Oklahoma medical experts tackle state’s ‘mixed messages’ on coronavirus

Members of the Healthier Oklahoma Coalition want to communicate with the public directly on hospital and ICU capacity, worker shortages and more

  • Catherine Sweeney

Expressing concerns that the state’s pandemic response has been fraught with mixed messaging, some of Oklahoma’s top medical professionals are addressing the public themselves.

Earlier this year, they formed the Healthier Oklahoma Coalition. It includes advocates for the state’s medical workers, hospital administrators, epidemiologists and others who are parting from the rosy picture officials have painted up until this point.

They held a briefing on Tuesday, in which several members contradicted communications coming out of the governor’s office and from state health officials. Hospital capacity is spent, they said. So is the work force. Some recommended statewide mask mandates and criticized the state’s decision to restrict business hours instead. But the overarching theme of the briefing was that Oklahoma has been getting ineffective mixed messaging and needs to hear from doctors and health professionals themselves.

Dr. Jean Hausheer is the former president of the state medical association and the coalition’s coronavirus lead. On Tuesday, she said that the group needed to level the playing field in coronavirus communication.

“We’re going to be speaking for ourselves, directly to the public,” she said.

One of the top concerns has been the state’s insistence that hospital capacity is not under threat. Oklahoma’s coronavirus hospitalizations have been growing consistently for months, breaking records nearly every day. ICU vacancy rates have been in the single digits. But as recently as a couple of weeks ago, state health officials accused critics of fearmongering about hospital shortages. One accused hospitals of using scare tactics against Oklahomans.

Comanche County Memorial Hospital’s chief medical officer, Dr. Scott Michener, has been ringing alarm bells. His hospital in Lawton is seeing its ICU hit 120 percent of capacity. That means spillover into other departments, such as the emergency department, and wait lists. He said that Comanche Memorial’s experience is not unique; hospitals across the state are seeing the same problems.

“There’s only so much staff that we have, and so manby beds that we have, and we can’t do more than that,” he said. “And we’ve been screaming that. We’ve been screaming that for days on end. And so now, what’s going to keep us from being El Paso? What’s going to keep us from being New York? A lot of us don’t see anything that’s going to keep us from that.”

He criticized state officials, and Gov. Kevin Stitt specifically, for misunderstanding the terminology about bed shortages. A bed with no staff to treat the patient in it is rendered useless.

“There’s a big disconnect between what the governor sees as a bed and what is really a bed,” he said. “It’s easy to say you can wheel a bed in a room… You can’t create an ICU nurse. You can’t create a respiratory therapist.”

Oklahoma Nurses Association CEO Jane Nelson also criticized the state’s response to health worker shortages. She said that because Oklahoma has to compete with other states for nurses, she and other professionals have asked state officials to use federal coronavirus relief funding to recruit.
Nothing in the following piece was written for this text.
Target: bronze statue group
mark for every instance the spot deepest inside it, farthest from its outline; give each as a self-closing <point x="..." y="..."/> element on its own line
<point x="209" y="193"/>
She hasn’t heard back, she said.

She also criticized the state for its proposal to allow coronavirus-infected physicians, nurses and staff to continue working if asymptomatic.
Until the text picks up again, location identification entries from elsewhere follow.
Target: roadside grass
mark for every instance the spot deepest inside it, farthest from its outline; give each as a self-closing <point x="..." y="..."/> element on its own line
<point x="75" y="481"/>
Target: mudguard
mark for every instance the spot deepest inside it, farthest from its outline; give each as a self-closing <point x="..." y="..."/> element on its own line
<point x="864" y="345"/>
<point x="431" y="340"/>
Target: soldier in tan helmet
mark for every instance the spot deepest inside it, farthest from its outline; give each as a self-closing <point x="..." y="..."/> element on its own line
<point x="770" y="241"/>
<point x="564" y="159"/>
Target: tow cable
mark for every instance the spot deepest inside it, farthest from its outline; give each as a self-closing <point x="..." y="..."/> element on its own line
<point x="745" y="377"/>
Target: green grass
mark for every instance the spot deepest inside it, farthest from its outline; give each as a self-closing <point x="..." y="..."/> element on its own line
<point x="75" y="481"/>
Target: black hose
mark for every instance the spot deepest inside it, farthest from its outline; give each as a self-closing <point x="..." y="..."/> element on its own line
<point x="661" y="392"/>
“It is a mixed message to the public to allow asymptomatic COVID-positive nurses, physicians and other health care workers to work,” she said. “They need to be home quarantining like the rest of the public.”

Dr. George Monks, the president of the Oklahoma State Medical Association, has been calling for a statewide mask mandate for weeks. Of all coronavirus precaution and control measures, he said, that is one with the least fallout.

“That’s the low-hanging fruit,” he said.

He said it was confusing that the state instead chose to restrict business. This month, Stitt and the department of health announced it would require bars and restaurants to close their indoor services by 11 p.m. every night. Monks said that decisions like that affect people’s livelihoods, whereas a mask mandate won’t.

Some of their messaging did align with state officials’. They recommended Oklahomans continue practicing the three main measures: washing hands, social distancing, and wearing a mask. They said it was critical to get vaccinated, for the flu now and for the coronavirus when it’s available. Like Oklahoma’s metro mayors, former state epidemiologist Aaron Wendelboe recommended cutting down on eating indoors and visiting enclosed spaces as much as possible.

Hausheer said this won’t be the group’s last briefing.

“You have our word,” she said. “We will be here, and we are not leaving you.”